I click on the ‘add new post’ button and a blank page opens, with the blinking cursor sitting in the ‘Title’ box.

The word ‘confluence’ pops into my mind, so I type it in, then quickly check the dictionary definition to make sure it’s the right word for what I want to say.

A title is important. It helps synthesise our ideas in a way that suggests there’s a core idea the author wants to communicate and the author knows, at the start of the writing process, what that idea is.

Sometimes when I start writing a blog post I have no idea of the core idea I want to communicate, and so I leave the title blank. The act of writing helps distill my idea and it’s at that point a title emerges.

But not this time. In this moment, as I sit writing, I know the core idea I want to communicate and so the title is easy. Plus, I’ve been thinking about this for over a week now and that thinking has acted as a distillery.

Over a week ago I saw this on my Facebook feed.

we-only-live-once-snoopy-wrong-we-only-die-once-43819656

I remember being struck by the sentiment because we mostly hear ‘you only live once’ as an exhortation to make the most of things.

I’m currently, with lots of support from others, developing an ethics unit and am constantly on the lookout for case studies, resources, stories of ethical misconduct in the financial services sector (which is not hard to find at the moment), but when you search online for something, you enter into a rabbit warren of ideas and perspectives and views and things the internet believes you might be interested in.

One of those things was an interview Charles Wooley did earlier this year for 60 Minutes. I don’t ever watch 60 Minutes, but on this occasion, when the video was in my ‘Up next’ menu in YouTube,  I decided to watch it because I was interested in who Charles Wooley was interviewing: Ricky Gervais.

The interview opened with them both walking through a cemetery and at one point, Gervais says something like, “you don’t exist for billions of years, and then for 70 or 80 years you do, and then you don’t”.
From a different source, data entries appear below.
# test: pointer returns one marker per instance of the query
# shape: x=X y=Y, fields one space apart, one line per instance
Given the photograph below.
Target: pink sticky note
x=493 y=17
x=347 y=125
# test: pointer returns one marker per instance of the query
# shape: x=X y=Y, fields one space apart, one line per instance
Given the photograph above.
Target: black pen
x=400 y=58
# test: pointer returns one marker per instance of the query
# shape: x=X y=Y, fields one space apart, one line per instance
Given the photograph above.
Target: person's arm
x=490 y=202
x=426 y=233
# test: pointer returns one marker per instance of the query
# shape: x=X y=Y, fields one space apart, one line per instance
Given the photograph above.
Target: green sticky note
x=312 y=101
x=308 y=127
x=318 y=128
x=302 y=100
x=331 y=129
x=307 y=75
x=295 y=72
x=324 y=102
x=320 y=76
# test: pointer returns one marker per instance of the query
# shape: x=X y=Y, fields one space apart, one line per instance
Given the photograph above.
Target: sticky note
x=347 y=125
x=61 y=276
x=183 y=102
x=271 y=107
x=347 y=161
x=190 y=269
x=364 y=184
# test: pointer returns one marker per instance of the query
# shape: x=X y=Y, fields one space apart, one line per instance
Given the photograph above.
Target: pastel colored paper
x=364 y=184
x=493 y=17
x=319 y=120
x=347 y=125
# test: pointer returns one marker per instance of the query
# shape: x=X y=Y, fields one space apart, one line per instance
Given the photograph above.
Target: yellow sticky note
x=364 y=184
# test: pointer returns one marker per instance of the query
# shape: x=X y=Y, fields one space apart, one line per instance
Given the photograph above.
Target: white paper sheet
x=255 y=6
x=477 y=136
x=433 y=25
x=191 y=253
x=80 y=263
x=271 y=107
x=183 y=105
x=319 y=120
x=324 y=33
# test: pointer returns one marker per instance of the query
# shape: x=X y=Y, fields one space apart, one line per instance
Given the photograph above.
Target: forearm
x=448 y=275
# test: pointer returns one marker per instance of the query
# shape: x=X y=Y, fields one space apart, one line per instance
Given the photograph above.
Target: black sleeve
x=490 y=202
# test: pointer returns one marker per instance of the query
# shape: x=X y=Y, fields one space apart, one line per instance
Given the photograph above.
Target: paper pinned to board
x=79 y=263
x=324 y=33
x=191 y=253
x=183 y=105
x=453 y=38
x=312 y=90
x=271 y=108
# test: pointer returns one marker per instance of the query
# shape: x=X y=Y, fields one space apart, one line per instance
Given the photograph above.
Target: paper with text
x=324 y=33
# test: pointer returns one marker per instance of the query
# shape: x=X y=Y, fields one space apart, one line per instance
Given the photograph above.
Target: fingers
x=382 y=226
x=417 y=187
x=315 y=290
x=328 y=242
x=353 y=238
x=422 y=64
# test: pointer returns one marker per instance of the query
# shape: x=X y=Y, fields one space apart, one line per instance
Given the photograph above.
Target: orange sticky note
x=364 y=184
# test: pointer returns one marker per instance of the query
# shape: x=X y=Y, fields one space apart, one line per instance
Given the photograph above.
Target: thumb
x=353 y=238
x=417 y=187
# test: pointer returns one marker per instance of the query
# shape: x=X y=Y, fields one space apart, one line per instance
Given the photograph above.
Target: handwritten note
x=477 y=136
It’s a cosmic view of life – a long-range look – one that perhaps brings a different perspective to our lives.

And as I sat thinking about his comment, Carl Sagan’s video ‘Pale Blue Dot’ sprang into my mind.

Consider that dot … on it everyone you love, everyone you know, everyone you ever heard of, every human being who ever was, lived out their lives … on a mote of dust suspended in a sunbeam. ~ Carl Sagan

I could feel the confluence starting – ideas beginning to merge.

The idea that we don’t only live once, we live every day of our lives.

The idea that we’re here for such a small part of all time.

The idea that we’re all together, on this one tiny planet.

How am I living each day? How am I making the most of the opportunities my being here allows? How am I caring for others and for the only planet we can currently call home?

I don’t have answers; I rarely do.

But the questions are a starting point.

A confluence has to start somewhere and it may as well be here, as I sit, musing from the cold.